- The Washington Times - Monday, April 15, 2002

There were no elaborate sets re-creating the glories of Venice, Paris or Budapest at the Folger Shakespeare Library's annual spring gala Friday night. No Doc Scantlin and his Imperial Palms Orchestra blasting out "Puttin' on the Ritz" with feather-covered dancers leading diplomats, dowagers and octogenarian industrialists in a conga line through the New Reading Room. No Royal Guests (Princess Alexandra and Princess Michael of Kent in different years). No masses of roses covering every available surface (as when Lucky Roosevelt was chairman). No Arianna Huffington sweeping in like Cinderella in acres of billowing chiffon.
This year's benefit was decidedly low-key, perhaps because of the solemnity of marking the library's 70th anniversary. Perhaps also because candy mogul Forrest E. Mars Jr. (who co-chaired the $1,000-per-person event with his wife, Deborah) doesn't much care for publicity except where it helps boost the sales of Snickers, Three Musketeers and Milky Way.
The Mars family is "even more press-shy than the du Ponts, which is saying quite a lot," said one guest who preferred not to be quoted. No doubt true but hardly surprising inasmuch as Mr. Mars and his two siblings, John Mars and Jacqueline Badger Mars (who both attended), have a combined fortune estimated at $27 billion on Forbes magazine's Richest Americans list
The co-chairing couple were definitely hands-on as far as food and appointments were concerned. They supervised tastings for the conservative but excellent dinner (Maryland crab, roasted breast of pheasant with foie gras and chocolate-inspired what else? dessert. Different-colored centerpieces of roses (peach, red, and scarlet) and irises turned out to be striking but were "considered a bit racy at first," one organizer revealed.

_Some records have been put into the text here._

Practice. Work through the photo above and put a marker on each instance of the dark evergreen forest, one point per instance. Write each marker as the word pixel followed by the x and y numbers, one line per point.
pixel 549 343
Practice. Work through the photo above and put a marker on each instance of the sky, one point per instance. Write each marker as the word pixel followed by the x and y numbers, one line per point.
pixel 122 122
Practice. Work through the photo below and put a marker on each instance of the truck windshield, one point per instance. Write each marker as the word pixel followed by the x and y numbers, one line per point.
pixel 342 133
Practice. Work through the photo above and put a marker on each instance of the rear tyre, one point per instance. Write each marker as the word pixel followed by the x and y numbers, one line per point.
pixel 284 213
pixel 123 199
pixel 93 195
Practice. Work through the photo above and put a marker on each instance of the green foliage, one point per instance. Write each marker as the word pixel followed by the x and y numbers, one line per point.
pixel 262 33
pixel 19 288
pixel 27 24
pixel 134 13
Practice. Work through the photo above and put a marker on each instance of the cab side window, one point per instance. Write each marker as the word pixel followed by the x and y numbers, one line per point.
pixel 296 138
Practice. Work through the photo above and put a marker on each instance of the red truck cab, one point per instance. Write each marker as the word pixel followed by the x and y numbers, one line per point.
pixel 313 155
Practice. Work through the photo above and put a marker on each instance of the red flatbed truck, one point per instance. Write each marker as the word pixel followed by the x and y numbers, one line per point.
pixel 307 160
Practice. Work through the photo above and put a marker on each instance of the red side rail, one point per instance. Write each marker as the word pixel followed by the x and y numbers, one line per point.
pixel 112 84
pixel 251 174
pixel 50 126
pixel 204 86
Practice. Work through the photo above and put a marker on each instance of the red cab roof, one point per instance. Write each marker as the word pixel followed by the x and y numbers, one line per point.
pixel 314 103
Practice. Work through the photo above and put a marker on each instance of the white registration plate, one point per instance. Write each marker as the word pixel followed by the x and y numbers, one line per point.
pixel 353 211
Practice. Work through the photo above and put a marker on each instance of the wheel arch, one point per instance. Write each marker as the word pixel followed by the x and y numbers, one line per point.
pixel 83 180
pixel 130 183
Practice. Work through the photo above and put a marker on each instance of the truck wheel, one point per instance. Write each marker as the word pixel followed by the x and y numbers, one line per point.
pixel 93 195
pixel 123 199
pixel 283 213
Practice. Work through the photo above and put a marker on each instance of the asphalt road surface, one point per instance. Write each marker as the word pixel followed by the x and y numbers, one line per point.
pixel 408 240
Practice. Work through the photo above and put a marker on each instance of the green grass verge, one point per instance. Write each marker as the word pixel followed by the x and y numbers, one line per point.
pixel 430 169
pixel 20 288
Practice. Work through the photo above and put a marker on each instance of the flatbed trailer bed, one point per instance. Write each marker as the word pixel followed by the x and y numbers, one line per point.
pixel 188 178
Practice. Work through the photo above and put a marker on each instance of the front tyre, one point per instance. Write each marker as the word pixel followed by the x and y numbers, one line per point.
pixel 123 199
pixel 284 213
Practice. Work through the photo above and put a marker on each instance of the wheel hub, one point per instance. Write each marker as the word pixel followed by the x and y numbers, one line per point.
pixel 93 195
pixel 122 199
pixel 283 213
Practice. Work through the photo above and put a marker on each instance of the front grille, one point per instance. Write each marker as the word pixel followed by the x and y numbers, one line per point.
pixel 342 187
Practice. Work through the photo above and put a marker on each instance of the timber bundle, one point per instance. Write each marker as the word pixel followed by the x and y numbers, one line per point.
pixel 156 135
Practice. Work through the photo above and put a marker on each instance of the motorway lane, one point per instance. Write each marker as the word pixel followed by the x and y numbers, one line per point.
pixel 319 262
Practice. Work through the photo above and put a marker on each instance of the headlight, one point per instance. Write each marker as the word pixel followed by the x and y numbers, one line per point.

The Mars family's friends and associates made up much of the guest list along with visiting board members of Amherst College (which owns and operates the library) and a sizable contingent of Folger trustees there to honor Werner Gundersheimer (who is retiring in July, after 18 years as the library's director) and to meet his successor, Shakespearean scholar Gail Kern Paster. The few gala stalwarts from previous years included C. Boyden Gray, Huda and Samia Farouki, David and Charlotte Greenewalt, Mary Weinmann, Dr. LaSalle and Ruth Leffall, Ernest and Betty May, William H.G. and Annelise FitzGerald, Roger and Victoria Sant, and Giuseppe and Mercedes Cecchi.
Compared with the conga lines of yore, the entertainment was notably high-brow: Actress Lynn Redgrave and actors from the Folger Theatre's company quoted the Bard's timeless lines (the non-bawdy ones, that is) in a rapid-fire recitation that had many in the erudite audience lip-synching along.
There were a few famous invectives as well.
"You puny, paunchy, pribbling, plumed, plucked politicians," one young actor shouted as former Sen. Alan K. Simpson's eyebrow arched in amusement.
But no matter. The Wyoming solon will always love the Folger, which he discovered years back while trying to duck an important vote on the Senate floor.
"I changed my mind on the Clinch River Breeder Reactor and [Senate Majority Leader] Howard Baker was trying to find me to get my vote," Mr. Simpson remembered. "I walked over to the Folger, sat down in an armchair and started reading Shakespeare while they were doing the roll call."
It turned out to be the perfect hiding place.
"He never did find me," Mr. Simpson said.